Their military became powerful and campaigns were fought and won.
The Triple Alliance was created with the lords of Texcoco – situated on the eastern shores of Lake Texococo – and Tlacopan – sometimes referred to as Tacuba, situated on the western shores of Lake Texococo – further strengthening Aztec power.
The Aztecs went to war for two main reasons; to exact tribute and to capture prisoners.
They needed prisoners because they believed that the gods must be appeased with human blood and hearts to ensure the sun rose each day.
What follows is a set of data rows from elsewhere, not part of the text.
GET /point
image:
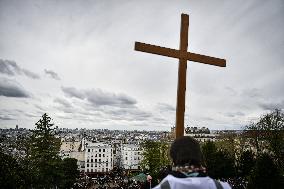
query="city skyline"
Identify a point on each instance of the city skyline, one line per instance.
(75, 60)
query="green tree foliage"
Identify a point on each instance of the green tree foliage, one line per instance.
(155, 157)
(218, 162)
(11, 173)
(246, 163)
(35, 161)
(69, 172)
(44, 154)
(265, 174)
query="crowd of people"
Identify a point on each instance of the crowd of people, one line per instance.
(186, 172)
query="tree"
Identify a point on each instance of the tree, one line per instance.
(44, 158)
(11, 173)
(69, 172)
(268, 134)
(218, 162)
(246, 163)
(265, 174)
(155, 157)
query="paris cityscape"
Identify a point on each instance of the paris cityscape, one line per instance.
(156, 94)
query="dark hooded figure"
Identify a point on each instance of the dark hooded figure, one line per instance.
(187, 171)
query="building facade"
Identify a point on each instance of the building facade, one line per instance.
(131, 156)
(98, 157)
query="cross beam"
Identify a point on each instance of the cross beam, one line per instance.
(183, 57)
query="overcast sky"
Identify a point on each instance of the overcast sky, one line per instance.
(75, 60)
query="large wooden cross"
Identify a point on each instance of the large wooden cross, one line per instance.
(183, 56)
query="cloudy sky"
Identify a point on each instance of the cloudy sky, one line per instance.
(75, 60)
Conquering new regions brought the opportunity to capture slaves who were an important part of Aztec society.
Prosperity and unity within the Aztec peoples brought confidence. Under a succession of rulers armies were sent further across Mexico.
By the start of the 1500s the Aztec empire stretched from the Atlantic to the Pacific and into Guatemala and Nicaragua.
The arrival in 1521 AD of Hernan Cortés with Spanish soldiers brought about the end of the empire.